PETITS VOLEURS ET GRANDS ESCROCS

Lointain souvenir de mon enfance. La nuit, on ne barricadait pas la porte d’entrée. Nous laissions à la traîne, autour de la maison, bicyclettes et autres objets d’amusement. Personne ne les volait. Pourtant, les gens du voisinage n’étaient pas riches. Au contraire. Mais ils n’étaient pas voleurs. « Tu ne voleras pas » : c’était écrit dans le Petit Catéchisme. Et dans les mœurs du temps.

Plus tard, mes enfants ont grandi dans un environnement bourgeois. Il n’était plus question de laisser les bicyclettes à la traîne. On avait vite constaté qu’au moindre manque de surveillance elles disparaissaient du décor. Des voleurs surgissaient de l’inconnu, et d’eux on ne savait s’ils étaient pauvres ou nantis. Ce qui était certain, c’est que si le niveau économique de la collectivité s’était élevé, celui de l’honnêteté avait baissé. Moins nombreux étaient les pauvres, plus nombreux les voleurs.

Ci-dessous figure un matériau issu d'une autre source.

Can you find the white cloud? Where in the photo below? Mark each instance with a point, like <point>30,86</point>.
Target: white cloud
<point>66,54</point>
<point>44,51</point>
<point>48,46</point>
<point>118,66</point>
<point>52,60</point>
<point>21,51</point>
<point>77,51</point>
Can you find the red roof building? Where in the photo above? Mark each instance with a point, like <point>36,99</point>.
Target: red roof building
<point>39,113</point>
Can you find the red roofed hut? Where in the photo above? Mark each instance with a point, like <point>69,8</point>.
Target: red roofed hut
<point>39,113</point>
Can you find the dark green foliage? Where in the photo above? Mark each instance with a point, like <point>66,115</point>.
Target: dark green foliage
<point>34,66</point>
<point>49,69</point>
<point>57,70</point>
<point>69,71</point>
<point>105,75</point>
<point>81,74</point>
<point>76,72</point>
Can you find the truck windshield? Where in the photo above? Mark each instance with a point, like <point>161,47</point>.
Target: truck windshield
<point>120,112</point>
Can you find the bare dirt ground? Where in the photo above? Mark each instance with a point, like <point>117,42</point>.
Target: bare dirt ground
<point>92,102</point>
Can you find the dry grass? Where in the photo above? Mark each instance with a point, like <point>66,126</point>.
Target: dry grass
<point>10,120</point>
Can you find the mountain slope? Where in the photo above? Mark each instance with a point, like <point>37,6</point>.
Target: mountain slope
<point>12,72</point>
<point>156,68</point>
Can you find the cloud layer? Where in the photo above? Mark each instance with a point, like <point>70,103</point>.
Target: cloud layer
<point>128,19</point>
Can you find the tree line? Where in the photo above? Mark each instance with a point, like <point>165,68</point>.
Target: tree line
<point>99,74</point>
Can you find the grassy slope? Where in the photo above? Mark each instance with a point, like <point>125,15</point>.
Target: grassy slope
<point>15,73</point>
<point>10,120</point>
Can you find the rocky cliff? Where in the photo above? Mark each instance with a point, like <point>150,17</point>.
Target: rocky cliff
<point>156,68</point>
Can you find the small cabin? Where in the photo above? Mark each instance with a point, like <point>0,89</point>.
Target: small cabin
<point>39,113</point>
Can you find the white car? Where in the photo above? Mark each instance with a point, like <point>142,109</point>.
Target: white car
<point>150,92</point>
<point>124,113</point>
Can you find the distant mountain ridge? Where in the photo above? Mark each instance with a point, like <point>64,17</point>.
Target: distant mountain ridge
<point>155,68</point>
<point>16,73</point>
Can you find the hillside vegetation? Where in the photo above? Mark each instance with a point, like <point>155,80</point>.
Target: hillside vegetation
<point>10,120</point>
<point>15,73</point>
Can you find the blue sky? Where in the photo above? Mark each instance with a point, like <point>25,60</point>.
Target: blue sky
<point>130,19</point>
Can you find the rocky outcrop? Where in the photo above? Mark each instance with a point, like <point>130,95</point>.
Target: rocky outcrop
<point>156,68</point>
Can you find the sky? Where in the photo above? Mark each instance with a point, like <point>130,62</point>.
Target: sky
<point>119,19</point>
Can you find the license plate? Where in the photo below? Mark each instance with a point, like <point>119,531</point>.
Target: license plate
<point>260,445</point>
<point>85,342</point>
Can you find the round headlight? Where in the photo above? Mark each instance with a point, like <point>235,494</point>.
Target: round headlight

De nos jours, voleurs et prédateurs ont monté en grade. Plusieurs ont même acquis une formation universitaire, mais ils ne semblent pas avoir suivi un cours de déontologie. Certains sont devenus entrepreneurs, administrateurs, maires, fonctionnaires, hommes d’affaires. Ils ne volent pas de bicyclettes ; ils préfèrent puiser à deux mains dans le trésor public ou dans celui de l’entreprise dont ils ont assumé la direction. Ils sont riches, mais veulent devenir encore plus riches. Ils ont oublié depuis longtemps ce qu’enseignait le Petit Catéchisme concernant la justice et l’honnêteté. Ils se sont fabriqué une éthique à leur mesure dans un monde où le vocable morale semble avoir disparu du décor.